Narcotics racket

Narcotics racket

It is difficult to estimate exactly how much wealth narcotics trafficking adds to the coffers of the American Mafia. But narcotics profits, alone, guarantee the organization’s enduring wealth and power. And these profits are regarded as the real source of funds for buying the Mafia’s political and police protection.

J. Edgar Hoover can legitimately be faulted for failing to go after the Mafia and organized crime, but his dogged efforts to keep the FBI out of narcotics investigations is strangely logical. He wanted to keep the reputation of the FBI simon-pure, something he knew would be impossible because corruption and bribery was virtually inevitable in policing the narcotics field.

According to a recent government estimate, the average heroin junkie needs about 50 milligrams of the drug each day to satisfy his cravings. Figuring the average cost at $65 a day, a habit costs $24,000 a year. Many experts consider such figures as much too conservative. But using those figures for a minimum 100,000 hardcore addicts, also a conservative figure, the heroin racket adds up to at least a $2.5 billion business. Add to this the massive trade in marijuana (with at least 10 million regular pot users) and cocaine (considered “safer” than heroin by most users) and the total dollar figure in the narcotics business is clearly staggering.


Of course, the cost to the narcotics dealers is penny ante compared to the rewards. By the 1970s, it was said that the return on capital invested made drug smuggling the most prosperous industry in the world. In 1960, a kilo of heroin was obtainable in Marseilles, France, where it was manufactured from morphine base, for about $2,500.

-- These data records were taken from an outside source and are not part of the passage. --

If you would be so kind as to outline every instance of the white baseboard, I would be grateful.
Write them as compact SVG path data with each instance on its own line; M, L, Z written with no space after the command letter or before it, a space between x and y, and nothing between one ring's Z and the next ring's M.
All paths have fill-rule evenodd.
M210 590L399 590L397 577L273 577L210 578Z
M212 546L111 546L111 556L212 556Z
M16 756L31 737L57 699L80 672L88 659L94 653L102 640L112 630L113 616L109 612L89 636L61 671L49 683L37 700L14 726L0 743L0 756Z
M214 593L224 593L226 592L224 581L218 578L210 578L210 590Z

In New York, it brought $6,000 a kilo wholesale—and over $600,000 on the street. By 1980, a kilo of grade four heroin cost about $12,000 from the supplier and brought a quarter of a million dollars in New York at wholesale prices. Cut with quinine and milk sugar, the heroin sold for several million dollars at street prices. No legitimate business, even Arab cartel oil, could come close to that.

This bottom-line figure made it obvious that the Mafia’s so-called No Narcotics Rule was sheer nonsense. No criminal organization that accepts the murder of human beings as a routine part of business could pass up such profits on the grounds of “honor” and “morality.” Mafia leaders who attempted to proscribe narcotics dealing were either lying or deluding themselves. There was and is no way to keep their criminals out of crime’s most lucrative business.